2011. augusztus 28., vasárnap

The greatest fear


Today some small impressions gathered up to my mind to formulate the statement that my biggest fear is disappearing without leaving any trace.

It was more of a gut feeling then a clear mental conversation.


Because, you see - what trace? Trace in what? In mankind?

Mankind will be gone with time anyway.

Everything will be gone with time anyway.

So then - what trace?


Lets see. Imagine I'm dying, and I haven't done or had following things. What would really hurt?


  • Didn't have children
  • Didn't become a major decision maker who challanged the status quo
  • Didn't write a book
  • Didn't manage to understand what are the greatest question to tackle and meddled with idle things
  • Didn't experience real love (love that I consider real and evolves to a strong partnership where we grow together)
  • Didn't keep my friends and family relations
  • Didn't do my random travelling and meditation around the world

Fuhh damn… all of these would hurt. Right now I feel like some would be utterly painful, some others are things I just need to do, some others can be forgiven if I knew I put all effort, but still, not having any of these would be a disappointment.
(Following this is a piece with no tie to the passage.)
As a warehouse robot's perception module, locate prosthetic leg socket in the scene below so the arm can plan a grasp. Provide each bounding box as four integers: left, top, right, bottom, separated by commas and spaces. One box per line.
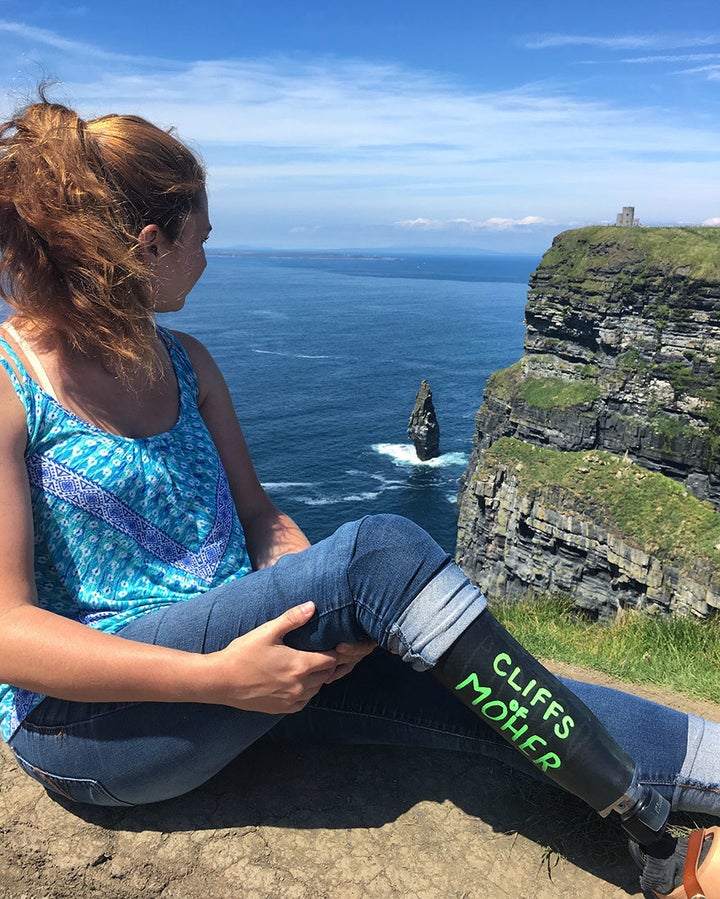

But still. Is that all to it?

And what if I am a major decision maker who has influence in the most important issues of mankind?

Maybe its not about the impact. The impact is unmeasurable and only last with humanity anyway.


It was always a bit more about becoming a better and stronger being, who can handle the hardest things. Its more about trying to find my limits as a human being.

And if its about that, then its clearly not just about work.

Its about relationships, training, spirituality, education, and work.


Just to be a being capable of more.


But then what's this fear of not leaving a trace?

Maybe I connect that with a measure of the evolution of myself.

Maybe this is the challenge I give myself - can I leave a trace in mankind? (a trace which reflects my values, of course, not a 3rd world war). Am I smart an capable enough to sort out problems which havent been sorted out by others?


So am I saying that…

…the evolution as a human being is more important then the trace, but the trace in mankind is the measure?


Hmm... Can be. But just keep in mind, that this can also change once I understand the world better.

2011. augusztus 5., péntek

Speed


One of the best things about myself is that I learn fast and I forget fast.

So I can easily live in the present.

But where is the difference between giving up and letting go?